As clever people cannot elevate the mass with which they herd to their own level, they are apt to sink to theirs; and persons with talents that might have served for nobler purposes are suffered to degenerate into diseurs de bons mots and raconteurs de société, content with the paltry distinction of being considered amusing. How many such have I encountered, satisfied with being pigmies, who might have grown to be giants, but who were consoled by the reflection that in that world in which their sole aim is to shine, pigmies are more tolerated than giants, as people prefer looking down to looking up!
Lord Allen and Sir Andrew Barnard dined here yesterday. They appear to enter into the gaiety of Paris with great zest, go the round of the theatres, dine at all the celebrated restaurateurs, mix enough in the beau monde to be enabled to observe the difference between the Parisian and London one, and will, at the expiration of the term assigned to their séjour here, return to England well satisfied with their trip and with themselves.
Lord A—— has tasted all the nouveaux plats à la mode, for at Paris new dishes are as frequently invented as new bonnets or caps; and the proficiency in the culinary art which he has acquired will render him an oracle at his clubs, until the more recent arrival of some other epicurean from the French capital deposes his brief sovereignty.
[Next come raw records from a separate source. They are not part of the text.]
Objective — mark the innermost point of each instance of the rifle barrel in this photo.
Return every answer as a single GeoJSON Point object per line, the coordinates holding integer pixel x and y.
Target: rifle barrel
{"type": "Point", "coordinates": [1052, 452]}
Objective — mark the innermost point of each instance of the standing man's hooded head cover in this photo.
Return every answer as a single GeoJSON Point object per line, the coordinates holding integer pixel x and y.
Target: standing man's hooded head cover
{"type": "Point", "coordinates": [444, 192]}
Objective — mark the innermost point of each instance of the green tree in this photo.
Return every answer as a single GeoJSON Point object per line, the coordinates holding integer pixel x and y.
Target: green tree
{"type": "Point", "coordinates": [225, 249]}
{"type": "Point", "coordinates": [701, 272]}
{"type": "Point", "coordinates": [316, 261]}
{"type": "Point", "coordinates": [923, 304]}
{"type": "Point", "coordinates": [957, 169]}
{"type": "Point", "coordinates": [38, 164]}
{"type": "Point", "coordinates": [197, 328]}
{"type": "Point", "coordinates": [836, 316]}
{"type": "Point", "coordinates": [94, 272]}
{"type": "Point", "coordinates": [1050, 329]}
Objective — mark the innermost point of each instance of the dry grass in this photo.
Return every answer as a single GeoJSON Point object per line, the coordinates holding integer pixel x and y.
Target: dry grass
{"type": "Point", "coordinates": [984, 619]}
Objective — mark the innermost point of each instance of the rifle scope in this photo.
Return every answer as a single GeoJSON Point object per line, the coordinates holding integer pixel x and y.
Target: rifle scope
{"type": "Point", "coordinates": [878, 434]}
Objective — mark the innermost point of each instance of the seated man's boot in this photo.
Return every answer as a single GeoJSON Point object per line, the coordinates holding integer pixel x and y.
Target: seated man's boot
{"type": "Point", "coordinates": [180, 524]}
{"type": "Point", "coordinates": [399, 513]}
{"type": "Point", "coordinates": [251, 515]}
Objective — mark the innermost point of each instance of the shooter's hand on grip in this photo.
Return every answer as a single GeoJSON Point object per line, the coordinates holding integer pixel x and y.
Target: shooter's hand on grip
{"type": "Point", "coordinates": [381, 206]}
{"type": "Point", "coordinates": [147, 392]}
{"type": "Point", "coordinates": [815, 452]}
But it is not in the culinary art alone that Lord Allen evinces his good taste, for no one is a better judge of all that constitutes the agrémens of life, or more au fait of the [* omitted word?] of contributing to them.
Sir A. B——, as devoted as ever to music, has heard all the new, and finds that the old, like old friends, loses nothing by comparison. It is pleasant to see that the advance of years impairs not the taste for a refined and innocent pleasure.
CHAPTER XXI.
Mr. Rogers and Mr. Luttrell spent last evening here. The minds of both teem with reflection, and their conversation is a high intellectual treat to me. There is a repose in the society of clever and refined Englishmen to be met with in no other: the absence of all attempts to shine, or at least of the evidence of such attempts; the mildness of the manners; the low voices, the freedom from any flattery, except the most delicate and acceptable of all to a fastidious person, namely, that implied by the subjects of conversation chosen, and the interest yielded to them;—yes, these peculiarities have a great charm for me, and Mr. Rogers and Mr. Luttrell possess them in an eminent degree.
The mercurial temperaments of the French preclude them from this calmness of manner and mildness of speech. More obsequiously polite and attentive to women, the exuberance of their animal spirits often hurries them into a gaiety evinced by brilliant sallies and clever observations. They shine, but they let the desire to do so be too evident to admit of that quietude that forms one of the most agreeable, as well as distinguishing, attributes of the conversation of a refined and highly-intellectual Englishman.